Moet artikel 5, lid 1, van richtlijn [2001]/23/EG van de Raad van 12 maart 2001 inzake de onderlinge aanpassing van de wetgevingen der lidstaten betreffende het behoud van de rechten van de werknemers bij overgang van ondernemingen, vestigingen of onderdelen van ondernemingen of vestigingen aldus worden uitgelegd dat aan de daarin gestelde voorwaarde, namelijk dat de artikelen 3 en 4 van deze richtlijn niet van toepassing zijn op een overgang van een onderneming wanneer de vervreemder verwikkeld is in een faillissementsprocedure of in een soortgelijke procedure met het oog op de liquidatie van zijn vermogen, niet is voldaan wanneer de overgang van een onderneming of een deel ervan is voorbereid vóór de opening van de faillissementsprocedure met het oog op de liquidatie van het vermogen van de vervreemder, in dit geval in het kader van een procedure van gerechtelijke reorganisatie, waarbij een overdrachtsakkoord is gesloten dat door de bevoegde rechtbank niet is gehomologeerd, en dat vervolgens onmiddellijk na de faillietverklaring ten uitvoer wordt gelegd, zonder toepassing van enige nationale wettelijke of bestuursrechtelijke bepaling?

Het standpunt van het Hof van Justitie op 3 april 2025

Artikel 5, lid 1, van Richtlijn 2001/23/EG van de Raad van 12 maart 2001 betreffende de onderlinge aanpassing van de wetgevingen der lidstaten inzake het handhaven van de rechten van de werknemers bij overgang van ondernemingen, vestigingen of delen van ondernemingen of vestigingen, moet aldus worden uitgelegd:

het is van toepassing in een situatie waarin een faillissementsprocedure volgt op een gerechtelijke reorganisatieprocedure waarbij een gedeeltelijke overdrachtsovereenkomst van de betrokken onderneming is opgesteld, maar niet door de bevoegde rechter is bekrachtigd voordat deze wordt uitgevoerd nadat het faillissement is uitgesproken.
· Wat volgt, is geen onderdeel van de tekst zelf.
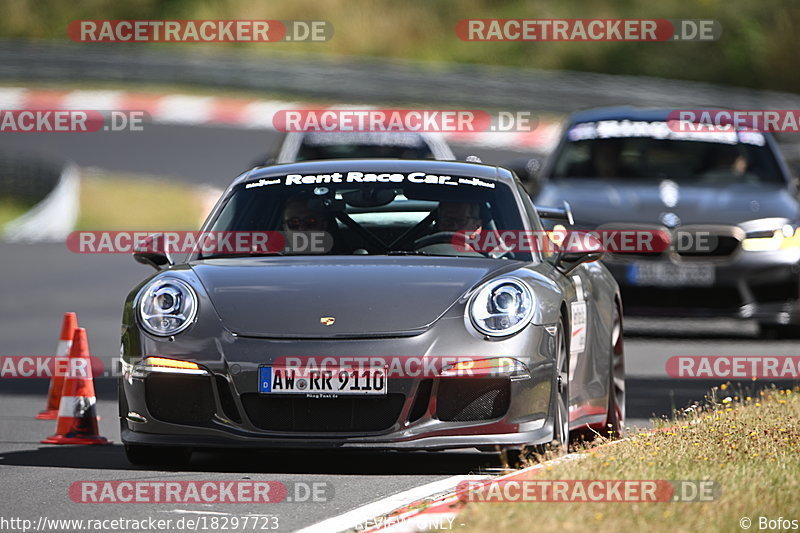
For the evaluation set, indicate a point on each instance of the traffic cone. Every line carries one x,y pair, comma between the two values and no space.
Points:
77,419
68,326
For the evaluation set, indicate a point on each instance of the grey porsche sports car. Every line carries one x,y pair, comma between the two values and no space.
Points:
391,336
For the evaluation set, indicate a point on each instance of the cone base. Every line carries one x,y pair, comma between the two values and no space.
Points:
61,439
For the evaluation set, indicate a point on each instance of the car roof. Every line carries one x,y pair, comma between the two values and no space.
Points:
619,113
429,166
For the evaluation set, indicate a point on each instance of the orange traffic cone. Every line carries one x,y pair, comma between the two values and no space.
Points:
57,381
77,419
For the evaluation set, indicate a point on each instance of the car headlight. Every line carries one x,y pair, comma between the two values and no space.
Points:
167,306
770,241
502,307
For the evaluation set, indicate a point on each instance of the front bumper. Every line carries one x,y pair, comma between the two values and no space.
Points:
224,409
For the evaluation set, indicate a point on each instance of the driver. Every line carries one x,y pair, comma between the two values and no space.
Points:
299,218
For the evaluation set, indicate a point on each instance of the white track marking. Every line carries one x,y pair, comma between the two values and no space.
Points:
385,506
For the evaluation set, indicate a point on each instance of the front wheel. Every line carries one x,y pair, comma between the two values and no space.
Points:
559,443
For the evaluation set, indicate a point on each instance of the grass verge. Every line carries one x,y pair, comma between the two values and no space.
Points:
129,202
10,209
749,446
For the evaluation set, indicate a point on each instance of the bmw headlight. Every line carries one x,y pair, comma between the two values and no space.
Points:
502,307
770,241
167,306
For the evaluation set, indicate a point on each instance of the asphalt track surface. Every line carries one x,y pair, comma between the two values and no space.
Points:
40,282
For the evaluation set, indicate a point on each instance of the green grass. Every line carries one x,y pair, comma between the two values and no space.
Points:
749,446
126,202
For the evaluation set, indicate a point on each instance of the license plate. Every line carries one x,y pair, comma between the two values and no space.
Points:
657,274
345,381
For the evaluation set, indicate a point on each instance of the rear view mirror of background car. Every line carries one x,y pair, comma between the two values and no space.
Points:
578,251
153,252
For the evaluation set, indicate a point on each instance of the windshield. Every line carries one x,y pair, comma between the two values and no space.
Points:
650,151
376,214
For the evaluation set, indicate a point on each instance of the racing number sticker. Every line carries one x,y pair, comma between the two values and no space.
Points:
578,339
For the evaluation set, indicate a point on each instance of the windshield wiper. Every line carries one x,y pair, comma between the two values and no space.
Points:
407,252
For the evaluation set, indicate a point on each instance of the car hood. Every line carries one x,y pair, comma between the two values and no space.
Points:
365,295
594,203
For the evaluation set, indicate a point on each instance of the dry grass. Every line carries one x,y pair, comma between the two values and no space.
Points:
749,446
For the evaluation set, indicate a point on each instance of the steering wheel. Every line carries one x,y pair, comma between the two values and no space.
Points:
441,237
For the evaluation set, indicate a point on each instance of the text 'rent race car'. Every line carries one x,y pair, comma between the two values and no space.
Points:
390,336
729,190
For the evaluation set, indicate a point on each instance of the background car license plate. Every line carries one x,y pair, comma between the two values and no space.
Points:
350,381
660,274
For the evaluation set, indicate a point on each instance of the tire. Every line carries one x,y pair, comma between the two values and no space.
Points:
158,455
615,418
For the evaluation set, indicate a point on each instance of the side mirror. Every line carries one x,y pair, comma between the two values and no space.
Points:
529,172
153,252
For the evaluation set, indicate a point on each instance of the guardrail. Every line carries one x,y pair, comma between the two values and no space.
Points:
52,189
365,80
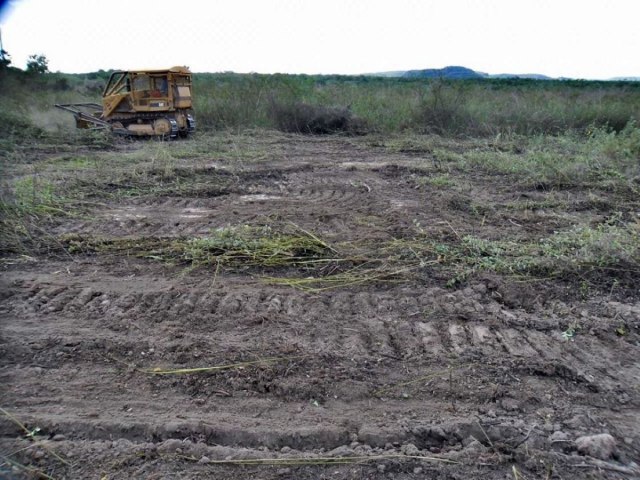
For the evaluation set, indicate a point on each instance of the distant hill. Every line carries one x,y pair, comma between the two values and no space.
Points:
458,72
446,72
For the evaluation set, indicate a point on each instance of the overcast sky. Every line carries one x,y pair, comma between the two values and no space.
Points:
570,38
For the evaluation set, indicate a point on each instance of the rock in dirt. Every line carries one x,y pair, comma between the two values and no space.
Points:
410,449
602,446
341,451
560,441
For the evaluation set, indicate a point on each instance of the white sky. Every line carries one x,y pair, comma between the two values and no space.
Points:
571,38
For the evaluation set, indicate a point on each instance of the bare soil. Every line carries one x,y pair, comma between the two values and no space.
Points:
416,379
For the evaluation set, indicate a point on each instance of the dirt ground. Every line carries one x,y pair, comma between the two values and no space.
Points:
404,379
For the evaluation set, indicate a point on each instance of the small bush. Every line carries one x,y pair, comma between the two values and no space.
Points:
314,119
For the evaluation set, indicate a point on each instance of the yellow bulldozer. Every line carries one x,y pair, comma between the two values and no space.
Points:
146,103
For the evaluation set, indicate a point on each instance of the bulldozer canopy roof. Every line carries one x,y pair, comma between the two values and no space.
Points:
184,70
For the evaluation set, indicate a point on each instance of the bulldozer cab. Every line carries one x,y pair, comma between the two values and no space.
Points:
147,91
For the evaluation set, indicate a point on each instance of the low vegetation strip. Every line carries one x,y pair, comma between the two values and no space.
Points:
611,248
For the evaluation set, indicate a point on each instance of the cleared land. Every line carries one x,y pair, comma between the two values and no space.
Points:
397,306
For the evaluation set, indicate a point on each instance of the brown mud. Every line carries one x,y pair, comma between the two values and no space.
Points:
404,380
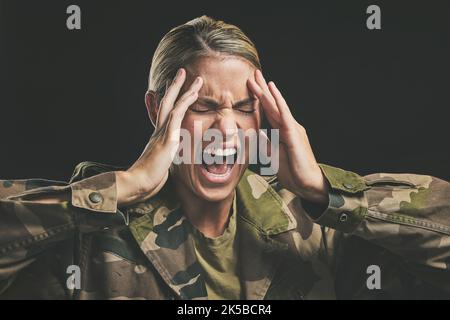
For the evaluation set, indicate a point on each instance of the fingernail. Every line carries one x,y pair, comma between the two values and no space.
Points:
177,75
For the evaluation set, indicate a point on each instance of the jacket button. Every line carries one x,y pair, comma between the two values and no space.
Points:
343,217
95,197
348,185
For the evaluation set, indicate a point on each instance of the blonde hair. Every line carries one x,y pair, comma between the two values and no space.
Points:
203,36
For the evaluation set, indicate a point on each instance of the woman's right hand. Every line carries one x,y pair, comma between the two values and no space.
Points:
149,173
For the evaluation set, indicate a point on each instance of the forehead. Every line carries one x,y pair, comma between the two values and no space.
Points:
222,76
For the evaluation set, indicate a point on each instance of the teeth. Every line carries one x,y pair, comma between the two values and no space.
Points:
221,152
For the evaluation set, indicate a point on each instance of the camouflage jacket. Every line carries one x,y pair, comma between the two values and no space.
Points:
399,223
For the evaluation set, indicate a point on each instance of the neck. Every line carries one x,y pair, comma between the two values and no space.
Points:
210,218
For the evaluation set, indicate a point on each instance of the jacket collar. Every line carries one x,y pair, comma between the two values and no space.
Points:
165,236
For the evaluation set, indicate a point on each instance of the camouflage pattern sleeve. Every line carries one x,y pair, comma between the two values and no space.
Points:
28,227
407,214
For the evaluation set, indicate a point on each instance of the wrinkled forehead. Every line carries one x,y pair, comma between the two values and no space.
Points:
224,77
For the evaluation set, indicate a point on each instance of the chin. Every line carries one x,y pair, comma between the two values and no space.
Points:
216,185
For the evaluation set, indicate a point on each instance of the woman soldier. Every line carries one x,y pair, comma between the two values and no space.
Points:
159,230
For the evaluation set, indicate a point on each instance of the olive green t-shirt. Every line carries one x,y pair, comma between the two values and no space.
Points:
218,258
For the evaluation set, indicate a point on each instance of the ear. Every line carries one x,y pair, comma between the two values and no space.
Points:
152,104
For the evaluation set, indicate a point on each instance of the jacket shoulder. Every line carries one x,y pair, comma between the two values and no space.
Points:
88,169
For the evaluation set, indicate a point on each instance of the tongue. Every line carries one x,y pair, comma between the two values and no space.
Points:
217,168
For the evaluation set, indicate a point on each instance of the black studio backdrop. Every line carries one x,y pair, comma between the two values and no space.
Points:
371,101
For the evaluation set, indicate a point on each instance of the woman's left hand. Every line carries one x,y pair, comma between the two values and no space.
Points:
298,168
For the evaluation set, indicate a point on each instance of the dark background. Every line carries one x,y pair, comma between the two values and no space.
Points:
371,100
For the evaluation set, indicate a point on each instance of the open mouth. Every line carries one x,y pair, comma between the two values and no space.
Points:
219,169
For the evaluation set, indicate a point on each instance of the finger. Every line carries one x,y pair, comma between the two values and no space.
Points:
170,96
279,99
180,108
269,105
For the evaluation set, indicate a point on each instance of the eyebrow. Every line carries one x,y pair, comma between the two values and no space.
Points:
209,102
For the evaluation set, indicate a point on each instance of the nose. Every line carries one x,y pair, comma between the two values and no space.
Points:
226,123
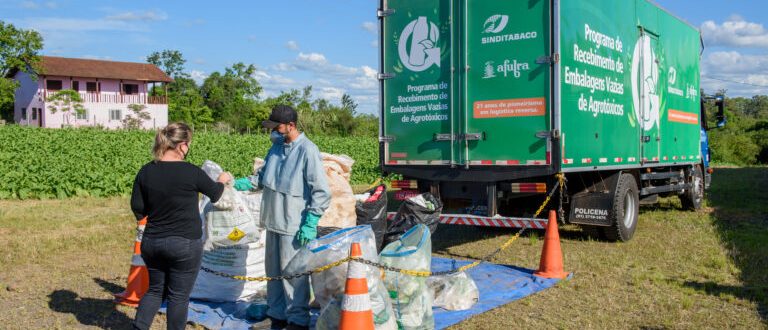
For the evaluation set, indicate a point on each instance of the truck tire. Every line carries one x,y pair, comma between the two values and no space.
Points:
692,198
626,206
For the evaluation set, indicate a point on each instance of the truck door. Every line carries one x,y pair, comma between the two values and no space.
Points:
650,89
506,108
417,88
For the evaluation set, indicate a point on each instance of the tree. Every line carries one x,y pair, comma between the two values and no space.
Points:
170,61
233,96
186,104
66,101
18,51
135,120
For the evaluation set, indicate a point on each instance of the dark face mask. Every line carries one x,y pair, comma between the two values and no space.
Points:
186,153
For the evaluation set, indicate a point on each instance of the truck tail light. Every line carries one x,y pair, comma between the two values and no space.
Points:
405,184
537,187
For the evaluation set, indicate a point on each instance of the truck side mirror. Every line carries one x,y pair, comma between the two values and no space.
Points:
720,102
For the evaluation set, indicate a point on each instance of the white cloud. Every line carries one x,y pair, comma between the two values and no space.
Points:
370,27
312,58
740,74
197,21
735,32
147,16
55,24
198,76
282,66
29,5
329,80
292,45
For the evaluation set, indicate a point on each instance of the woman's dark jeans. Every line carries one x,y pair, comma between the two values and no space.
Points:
173,263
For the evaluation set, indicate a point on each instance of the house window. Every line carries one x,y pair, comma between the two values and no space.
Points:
130,89
115,114
53,85
83,115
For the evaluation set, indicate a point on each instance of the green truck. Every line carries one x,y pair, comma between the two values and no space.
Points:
483,102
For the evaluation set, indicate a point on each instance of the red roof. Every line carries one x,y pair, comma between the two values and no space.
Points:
76,67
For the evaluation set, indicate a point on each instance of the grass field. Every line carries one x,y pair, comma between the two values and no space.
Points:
61,261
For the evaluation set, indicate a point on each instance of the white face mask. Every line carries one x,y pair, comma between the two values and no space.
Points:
276,137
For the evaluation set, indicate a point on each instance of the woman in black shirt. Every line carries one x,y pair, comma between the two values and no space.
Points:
166,192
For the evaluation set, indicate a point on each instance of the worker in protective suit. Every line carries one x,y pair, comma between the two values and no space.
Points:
295,195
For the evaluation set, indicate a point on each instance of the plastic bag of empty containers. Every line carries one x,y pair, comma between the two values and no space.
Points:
411,298
424,209
454,292
371,209
230,221
328,286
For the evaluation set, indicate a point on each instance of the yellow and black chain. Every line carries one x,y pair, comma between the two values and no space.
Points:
417,273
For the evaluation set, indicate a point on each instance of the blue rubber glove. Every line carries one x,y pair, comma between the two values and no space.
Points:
308,229
243,184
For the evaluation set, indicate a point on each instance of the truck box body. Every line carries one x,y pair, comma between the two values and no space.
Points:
495,90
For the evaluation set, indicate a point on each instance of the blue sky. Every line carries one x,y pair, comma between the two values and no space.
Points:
329,44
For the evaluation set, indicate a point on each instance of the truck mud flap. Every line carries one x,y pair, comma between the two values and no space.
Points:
594,205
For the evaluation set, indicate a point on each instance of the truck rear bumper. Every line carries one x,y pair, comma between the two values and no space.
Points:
483,221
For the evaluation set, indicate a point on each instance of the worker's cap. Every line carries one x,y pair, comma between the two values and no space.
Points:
281,114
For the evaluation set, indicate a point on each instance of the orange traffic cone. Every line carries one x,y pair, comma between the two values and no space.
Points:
551,264
138,277
356,312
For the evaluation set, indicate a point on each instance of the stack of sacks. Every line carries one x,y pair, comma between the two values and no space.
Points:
341,213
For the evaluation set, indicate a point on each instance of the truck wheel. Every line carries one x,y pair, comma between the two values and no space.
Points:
693,198
626,205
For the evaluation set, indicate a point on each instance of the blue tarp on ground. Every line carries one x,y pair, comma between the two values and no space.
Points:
498,285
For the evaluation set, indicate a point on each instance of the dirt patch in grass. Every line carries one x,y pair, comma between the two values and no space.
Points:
63,260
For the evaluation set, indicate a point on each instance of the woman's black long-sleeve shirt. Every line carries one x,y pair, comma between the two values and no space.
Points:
167,194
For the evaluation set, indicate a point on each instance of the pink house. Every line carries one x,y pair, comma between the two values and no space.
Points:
106,87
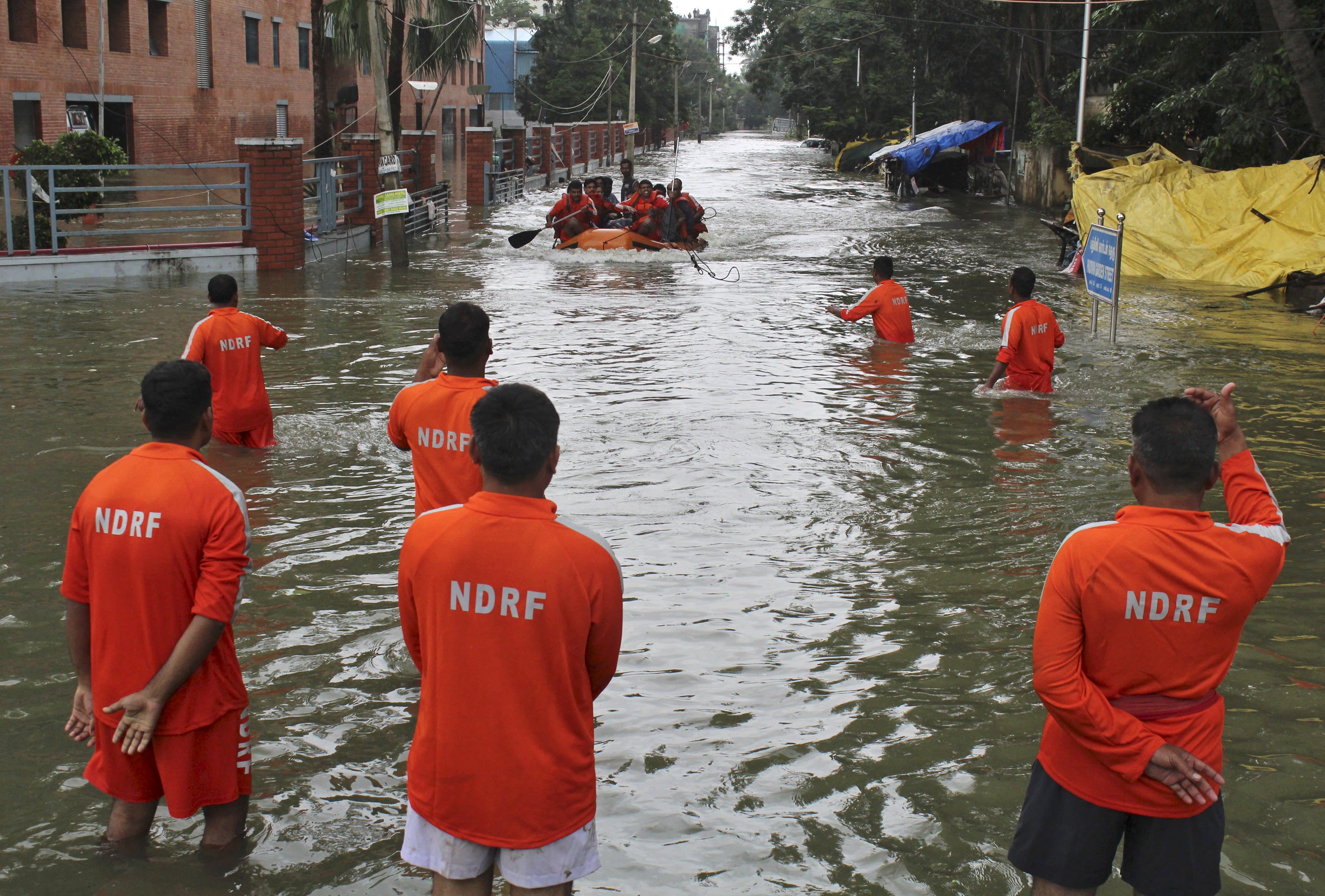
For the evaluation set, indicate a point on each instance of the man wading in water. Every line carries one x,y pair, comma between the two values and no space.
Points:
1139,624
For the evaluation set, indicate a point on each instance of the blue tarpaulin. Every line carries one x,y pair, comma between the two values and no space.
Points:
920,151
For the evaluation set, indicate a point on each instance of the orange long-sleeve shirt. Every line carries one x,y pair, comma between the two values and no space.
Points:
891,310
1030,335
514,620
431,419
230,343
158,538
1150,604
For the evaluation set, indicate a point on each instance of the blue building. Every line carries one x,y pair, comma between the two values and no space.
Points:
505,51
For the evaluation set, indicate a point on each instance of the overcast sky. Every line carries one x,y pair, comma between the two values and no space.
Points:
723,15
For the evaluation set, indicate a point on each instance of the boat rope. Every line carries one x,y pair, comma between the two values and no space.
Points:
703,266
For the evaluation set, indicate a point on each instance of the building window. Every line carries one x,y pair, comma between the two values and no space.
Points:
73,19
27,122
23,22
117,26
251,40
203,42
158,31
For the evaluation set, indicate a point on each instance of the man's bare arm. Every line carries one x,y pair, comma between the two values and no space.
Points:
143,709
431,363
996,375
79,637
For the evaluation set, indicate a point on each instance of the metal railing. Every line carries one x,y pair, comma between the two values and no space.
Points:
334,191
504,152
37,191
503,186
430,211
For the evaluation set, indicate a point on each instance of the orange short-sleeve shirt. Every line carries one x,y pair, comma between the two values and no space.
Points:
230,343
1150,604
431,419
888,306
158,538
513,616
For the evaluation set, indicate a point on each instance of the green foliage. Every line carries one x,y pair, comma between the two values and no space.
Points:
1049,125
1230,96
87,149
575,45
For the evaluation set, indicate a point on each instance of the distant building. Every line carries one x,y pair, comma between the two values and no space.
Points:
183,80
697,27
505,51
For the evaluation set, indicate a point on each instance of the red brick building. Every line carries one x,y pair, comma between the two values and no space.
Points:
185,79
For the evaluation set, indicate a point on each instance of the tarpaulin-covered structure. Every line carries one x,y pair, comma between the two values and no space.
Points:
1249,227
919,152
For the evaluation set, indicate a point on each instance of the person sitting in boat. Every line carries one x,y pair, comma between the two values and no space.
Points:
594,194
573,215
647,210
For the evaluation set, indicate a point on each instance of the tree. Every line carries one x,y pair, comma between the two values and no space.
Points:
430,36
1226,93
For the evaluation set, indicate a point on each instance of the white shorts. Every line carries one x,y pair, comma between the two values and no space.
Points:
570,858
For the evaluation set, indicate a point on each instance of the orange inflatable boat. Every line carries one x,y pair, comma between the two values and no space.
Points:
620,239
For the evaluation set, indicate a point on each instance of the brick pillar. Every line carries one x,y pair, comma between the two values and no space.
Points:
366,148
479,157
276,196
545,160
519,143
426,157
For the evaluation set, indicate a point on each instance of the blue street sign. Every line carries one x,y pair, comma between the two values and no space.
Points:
1100,263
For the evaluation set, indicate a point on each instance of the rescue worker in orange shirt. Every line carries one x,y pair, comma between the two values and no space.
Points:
1030,335
688,213
154,569
573,213
885,303
647,208
513,616
1137,628
230,343
430,419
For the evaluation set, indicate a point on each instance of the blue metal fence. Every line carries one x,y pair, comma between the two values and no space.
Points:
39,188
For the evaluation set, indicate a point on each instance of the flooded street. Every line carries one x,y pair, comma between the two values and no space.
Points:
832,550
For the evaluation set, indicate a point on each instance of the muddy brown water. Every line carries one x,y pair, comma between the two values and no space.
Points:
832,548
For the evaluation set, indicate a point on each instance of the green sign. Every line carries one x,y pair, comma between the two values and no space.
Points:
391,202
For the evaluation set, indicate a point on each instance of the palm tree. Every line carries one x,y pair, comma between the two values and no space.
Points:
431,36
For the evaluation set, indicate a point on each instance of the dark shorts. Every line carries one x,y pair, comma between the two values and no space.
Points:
1071,842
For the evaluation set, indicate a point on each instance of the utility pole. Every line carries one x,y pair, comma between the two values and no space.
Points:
913,103
1086,58
630,114
101,69
676,109
386,135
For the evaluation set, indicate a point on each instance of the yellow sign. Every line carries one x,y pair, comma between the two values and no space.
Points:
391,202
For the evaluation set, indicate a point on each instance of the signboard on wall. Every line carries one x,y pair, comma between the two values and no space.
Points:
391,202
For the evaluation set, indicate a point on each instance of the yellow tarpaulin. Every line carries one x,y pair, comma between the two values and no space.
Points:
1189,223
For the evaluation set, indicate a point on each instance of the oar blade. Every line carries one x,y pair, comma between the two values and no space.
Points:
522,239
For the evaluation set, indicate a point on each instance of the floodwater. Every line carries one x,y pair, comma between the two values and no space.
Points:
832,548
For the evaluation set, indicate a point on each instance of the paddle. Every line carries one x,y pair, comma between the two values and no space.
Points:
527,237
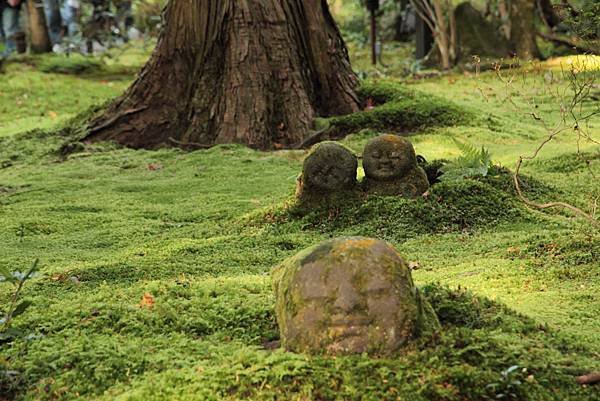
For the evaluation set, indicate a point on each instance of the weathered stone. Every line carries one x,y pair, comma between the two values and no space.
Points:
391,168
349,295
329,169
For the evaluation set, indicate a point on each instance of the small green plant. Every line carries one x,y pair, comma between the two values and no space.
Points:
507,386
471,163
16,307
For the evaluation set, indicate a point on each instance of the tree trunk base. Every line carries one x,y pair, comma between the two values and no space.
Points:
255,72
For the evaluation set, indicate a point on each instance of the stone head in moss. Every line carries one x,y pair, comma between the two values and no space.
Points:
330,168
390,165
348,295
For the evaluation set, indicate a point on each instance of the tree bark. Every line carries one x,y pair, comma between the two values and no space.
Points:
522,29
255,72
38,30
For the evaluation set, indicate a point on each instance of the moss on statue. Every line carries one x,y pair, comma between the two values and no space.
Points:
391,168
328,173
349,295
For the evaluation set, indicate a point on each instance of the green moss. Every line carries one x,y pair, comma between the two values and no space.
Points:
399,110
448,207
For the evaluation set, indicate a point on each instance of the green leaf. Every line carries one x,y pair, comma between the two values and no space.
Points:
22,307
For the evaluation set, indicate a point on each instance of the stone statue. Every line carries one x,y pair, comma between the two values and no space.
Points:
390,165
329,170
349,295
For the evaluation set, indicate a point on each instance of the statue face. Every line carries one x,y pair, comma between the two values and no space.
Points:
330,167
345,307
388,157
329,176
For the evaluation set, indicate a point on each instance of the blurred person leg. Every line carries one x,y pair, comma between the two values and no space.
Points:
10,26
53,20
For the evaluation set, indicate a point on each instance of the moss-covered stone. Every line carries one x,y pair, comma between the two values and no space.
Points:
328,171
349,295
391,168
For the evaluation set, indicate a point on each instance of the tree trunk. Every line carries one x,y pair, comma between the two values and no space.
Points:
38,30
255,72
523,31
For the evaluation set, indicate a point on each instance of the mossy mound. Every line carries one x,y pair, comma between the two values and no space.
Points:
484,350
36,145
74,64
448,207
399,110
349,295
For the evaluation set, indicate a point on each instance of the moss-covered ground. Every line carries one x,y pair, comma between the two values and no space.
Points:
155,266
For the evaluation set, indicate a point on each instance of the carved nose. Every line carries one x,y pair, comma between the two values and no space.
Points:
347,298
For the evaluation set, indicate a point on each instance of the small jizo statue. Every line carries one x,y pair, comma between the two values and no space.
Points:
349,295
329,170
390,165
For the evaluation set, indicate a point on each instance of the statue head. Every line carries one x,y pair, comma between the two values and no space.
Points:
388,157
346,295
329,167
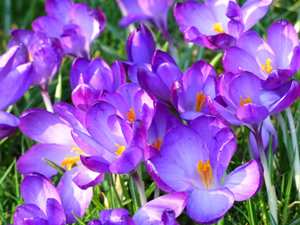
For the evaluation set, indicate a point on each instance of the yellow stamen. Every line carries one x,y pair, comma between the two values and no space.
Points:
205,171
245,101
69,162
217,27
131,115
267,67
120,149
200,100
157,144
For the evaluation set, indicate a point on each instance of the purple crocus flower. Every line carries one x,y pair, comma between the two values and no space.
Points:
90,79
8,124
44,53
141,10
74,24
196,90
42,203
278,56
132,103
160,211
159,80
193,159
118,146
269,135
248,101
140,48
216,24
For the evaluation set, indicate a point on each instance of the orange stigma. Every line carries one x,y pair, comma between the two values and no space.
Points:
120,149
157,144
267,67
69,162
205,171
131,115
245,101
217,27
200,100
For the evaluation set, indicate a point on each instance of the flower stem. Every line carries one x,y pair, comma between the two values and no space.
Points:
296,163
272,198
139,183
46,98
Dit geldt onder voorwaarde dat de faillissements- of insolventieprocedure die is ingesteld, daadwerkelijk is geopend met het oog op de vereffening van het vermogen van de overdrager, dat deze procedure onder toezicht staat van een bevoegde overheidsinstantie, en dat het gebruik ervan niet als misbruik kan worden aangemerkt.